Check whether you use the affected feature
A CVSS 10.0 has small real impact if you don't use the component; a mid-score is top priority if you hit it in production. Judge by the version actually running.
A published CVSS 10.0 dismissed as "not my problem" led to a fraud-billing incident. A score is never a reason to neglect. → The neglected CVSS 10.0
Read next
- Glossary: What is a CVE · What is RCE
- Defense: Bake CVE/CVSS into your workflow
FAQ
QDoes CVSS have a real scoring rubric, or is it a guess?

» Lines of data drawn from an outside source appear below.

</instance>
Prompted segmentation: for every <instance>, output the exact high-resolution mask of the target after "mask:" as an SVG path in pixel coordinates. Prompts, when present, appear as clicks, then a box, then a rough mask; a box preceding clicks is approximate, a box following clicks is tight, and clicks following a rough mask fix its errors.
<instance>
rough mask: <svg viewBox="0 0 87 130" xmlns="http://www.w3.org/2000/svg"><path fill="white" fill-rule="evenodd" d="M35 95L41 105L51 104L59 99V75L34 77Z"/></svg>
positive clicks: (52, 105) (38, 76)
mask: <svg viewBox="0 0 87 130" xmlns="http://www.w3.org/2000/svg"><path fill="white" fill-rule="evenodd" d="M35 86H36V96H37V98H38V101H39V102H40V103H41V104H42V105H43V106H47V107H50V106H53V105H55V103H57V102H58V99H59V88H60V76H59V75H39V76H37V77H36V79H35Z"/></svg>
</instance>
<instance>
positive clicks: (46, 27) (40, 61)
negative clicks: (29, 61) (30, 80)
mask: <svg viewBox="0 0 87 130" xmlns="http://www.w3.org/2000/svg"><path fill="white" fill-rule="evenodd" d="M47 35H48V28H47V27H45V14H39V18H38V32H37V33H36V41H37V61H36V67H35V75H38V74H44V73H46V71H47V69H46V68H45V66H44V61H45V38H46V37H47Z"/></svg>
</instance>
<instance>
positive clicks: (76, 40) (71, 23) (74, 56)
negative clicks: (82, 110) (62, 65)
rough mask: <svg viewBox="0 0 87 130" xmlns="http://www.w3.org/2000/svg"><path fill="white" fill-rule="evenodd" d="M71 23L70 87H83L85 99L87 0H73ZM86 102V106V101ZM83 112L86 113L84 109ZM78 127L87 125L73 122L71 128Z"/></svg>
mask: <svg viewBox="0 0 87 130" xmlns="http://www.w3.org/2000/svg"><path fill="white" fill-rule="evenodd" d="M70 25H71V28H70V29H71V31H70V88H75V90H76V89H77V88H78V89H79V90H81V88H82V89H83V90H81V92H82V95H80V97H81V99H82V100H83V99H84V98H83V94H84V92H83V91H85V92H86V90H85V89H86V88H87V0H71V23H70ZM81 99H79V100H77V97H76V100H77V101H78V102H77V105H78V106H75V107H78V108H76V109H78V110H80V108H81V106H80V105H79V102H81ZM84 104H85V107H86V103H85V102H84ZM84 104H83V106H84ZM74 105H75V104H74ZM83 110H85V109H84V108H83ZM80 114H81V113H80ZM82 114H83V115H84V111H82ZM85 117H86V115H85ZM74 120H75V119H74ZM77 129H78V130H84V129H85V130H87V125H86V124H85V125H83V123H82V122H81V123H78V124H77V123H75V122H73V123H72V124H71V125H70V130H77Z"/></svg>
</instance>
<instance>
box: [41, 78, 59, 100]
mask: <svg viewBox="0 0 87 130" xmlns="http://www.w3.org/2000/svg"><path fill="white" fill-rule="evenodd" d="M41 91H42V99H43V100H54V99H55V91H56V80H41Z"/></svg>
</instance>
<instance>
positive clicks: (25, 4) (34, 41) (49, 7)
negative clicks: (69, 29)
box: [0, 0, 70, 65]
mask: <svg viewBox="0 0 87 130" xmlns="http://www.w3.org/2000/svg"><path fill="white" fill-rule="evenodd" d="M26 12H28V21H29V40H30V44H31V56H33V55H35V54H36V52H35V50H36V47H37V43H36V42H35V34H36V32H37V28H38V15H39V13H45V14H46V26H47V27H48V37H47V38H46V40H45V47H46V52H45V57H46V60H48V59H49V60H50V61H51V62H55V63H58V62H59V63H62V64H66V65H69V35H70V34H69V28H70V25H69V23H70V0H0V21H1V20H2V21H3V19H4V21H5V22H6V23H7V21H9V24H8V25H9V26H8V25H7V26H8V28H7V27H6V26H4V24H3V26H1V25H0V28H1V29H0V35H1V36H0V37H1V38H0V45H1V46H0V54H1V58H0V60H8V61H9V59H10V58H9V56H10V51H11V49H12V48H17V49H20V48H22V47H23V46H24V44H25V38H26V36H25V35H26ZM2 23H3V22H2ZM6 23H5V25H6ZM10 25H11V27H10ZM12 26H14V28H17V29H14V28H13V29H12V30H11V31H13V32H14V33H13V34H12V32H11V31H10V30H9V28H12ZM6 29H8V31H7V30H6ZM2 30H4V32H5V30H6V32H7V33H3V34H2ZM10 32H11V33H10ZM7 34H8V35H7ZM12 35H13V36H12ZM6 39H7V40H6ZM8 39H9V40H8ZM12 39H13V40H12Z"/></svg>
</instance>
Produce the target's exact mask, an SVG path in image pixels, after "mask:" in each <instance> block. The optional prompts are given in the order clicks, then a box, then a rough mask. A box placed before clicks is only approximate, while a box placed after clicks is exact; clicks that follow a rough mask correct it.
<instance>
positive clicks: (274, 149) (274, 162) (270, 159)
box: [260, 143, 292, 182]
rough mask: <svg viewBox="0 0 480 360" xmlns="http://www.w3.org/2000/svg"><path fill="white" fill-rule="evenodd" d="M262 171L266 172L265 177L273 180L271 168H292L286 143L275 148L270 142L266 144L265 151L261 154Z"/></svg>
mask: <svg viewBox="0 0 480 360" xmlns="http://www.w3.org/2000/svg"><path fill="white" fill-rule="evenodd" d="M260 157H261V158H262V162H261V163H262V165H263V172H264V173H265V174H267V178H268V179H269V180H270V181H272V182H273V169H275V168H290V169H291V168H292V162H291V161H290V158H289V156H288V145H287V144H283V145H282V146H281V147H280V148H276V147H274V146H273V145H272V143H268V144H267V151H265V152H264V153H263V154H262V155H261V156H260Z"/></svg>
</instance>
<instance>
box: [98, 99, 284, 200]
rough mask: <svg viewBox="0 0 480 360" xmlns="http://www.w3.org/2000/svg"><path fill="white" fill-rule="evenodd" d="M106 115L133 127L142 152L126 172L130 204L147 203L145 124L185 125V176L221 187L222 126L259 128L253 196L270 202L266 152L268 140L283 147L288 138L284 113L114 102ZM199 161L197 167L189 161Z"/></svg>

It has a defined rubric. You select metrics — attack vector (AV), attack complexity (AC), privileges required (PR), user interaction (UI), scope (S), and confidentiality/integrity/availability (CIA) — and run them through a public formula to get 0.0–10.0. It's designed to be reproducible: the same inputs give the same score.
QWho assigns the score?
The standard is maintained by FIRST. Individual CVE scores are assigned by NVD (NIST) or vendors following the rubric. The same vulnerability can be scored slightly differently by different assessors.
QFrom what score is it dangerous?
As a guide: 9.0–10.0 Critical, 7.0–8.9 High, 4.0–6.9 Medium, 0.1–3.9 Low. But the score is a worst-case theoretical value — also check whether it actually applies to your setup.
QShould a high CVSS always be fixed first?
Usually yes, but more important is whether it's actively exploited (KEV) and whether you use the affected feature. A 10.0 you don't use may be zero impact; a mid-score under active exploitation is top priority.